Although he had only a limited education, he was the recipient of 17 honorary degrees and many other honors, awards, and citations. Mr. Penney was inducted into the Junior Achievement U. S. Business Hall of Fame in 1976. In 1994, Penney was inducted into the Hall of Famous Missourians, and a bronze bust depicting him is on permanent display in the rotunda of the Missouri State Capitol in Jefferson City.
(Many courtesies that today's consumers expect from a reta...)
Religion
He was active in the Young Men's Christian Association, Boy Scouts, National 4-H Club, Allied Youth Inc. , and Laymen's Movement for a Christian World. He founded a home for retired religious workers in Florida in memory of his parents.
Views
Quotations:
He claimed that "the ethical means by which my business associates and I have made money is more important than the fact that we have achieved business success. "
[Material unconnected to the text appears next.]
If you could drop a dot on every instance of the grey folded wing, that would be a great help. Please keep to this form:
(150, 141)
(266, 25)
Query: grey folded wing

In his later years he reflected: "I believe in adherence to the Golden Rule, faith in God and the country. If I were a young man again, those would be my cardinal principles. "
Membership
Penney was a Freemason most of his adult life.
Personality
He was not athletic or physically robust. Penney was also involved with many charitable and religious endeavors and was a prodigious speaker.
Interests
His interest - cattle breeding.
Connections
During his 95 years, Penney was married three times and had five children and nine grandchildren. His first wife Bertha Alva Hess died in 1910, and in 1919 he married Mary Hortense Kimball. She died in 1923 after bearing a son, Kimball. Three years later, in 1926, he married Caroline B. Autenrieth, who bore two daughters, Mary Frances and Carol.